- Born: 7 February 1959 (age 67) Nové Město na Moravě, Czechoslovakia
- Occupations: Action artist, painter, pedagogue
- Writing career
- Years active: 1977–present

= Vladimír Havlík =

Vladimír Havlík (born 7 February 1959) is a Czech action artist, painter and pedagogue.

==Education==
Havlík was educated at Palacký University (1978–1983) under the tutelage of Prof. Alena Nádvorníková, and at Jan Evangelista Purkyně University (1999).

==Action art==
Art historian Pavlína Morganová has described Havlík's key role in the early days of Czechoslovak action art:

Perceiving nature and establishing bodily contact with it appears in the 1980s in a number of actions by Vladimír Havlík.
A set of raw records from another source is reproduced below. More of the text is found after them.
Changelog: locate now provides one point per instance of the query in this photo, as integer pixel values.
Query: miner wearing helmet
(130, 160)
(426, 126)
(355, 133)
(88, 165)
A longing for people to be together on the first day of spring led to the organization of several actions to welcome spring. The first vítání jara (Welcoming Spring) took place in 1978. The playful atmosphere, the launching of paper boats down a river and a simple ritual in which a group of the artist's friends sat in a circle and used little mirrors to reflect the sun's rays onto the seeds planted in a flowerpot, is essentially an ingenious happening. It was actually about nothing more than being together for a while and being aware of the sprouting and budding that happens each year around us, whether we notice it or not. Another of Havlík's actions took place a year later, entitled Zahřívání stromu—Vítání jara (Tree Warming—Welcoming Spring). The ground was covered with snow, and it did not seem like the first spring day, which is probably why none of Havlík's friends came. Nevertheless, he went through with the action in a park where he warmed the trunk of one small tree with his bare hands.

According to Czech curator and art historian Tomáš Pospiszyl,

Vladimír Havlík of Moravia would organize parties for friends. Sometimes it was difficult to distinguish whether it was a party or a happening or a performance. Or maybe it was a strategy to endure the bad times and find a way to express creativity and build a small niche where one could live under the conditions we had.

In 2015, on being awarded the annual Umělec má cenu prize in Olomouc, where he lives, Havlík reflected that he is always interested in "experiencing actions again" in the same places where he had initially practiced action art under the Czech communist regime during the 1980s. Moreover, nowadays he enjoys doing so in collaboration with younger artists such as Barborou Klímovou.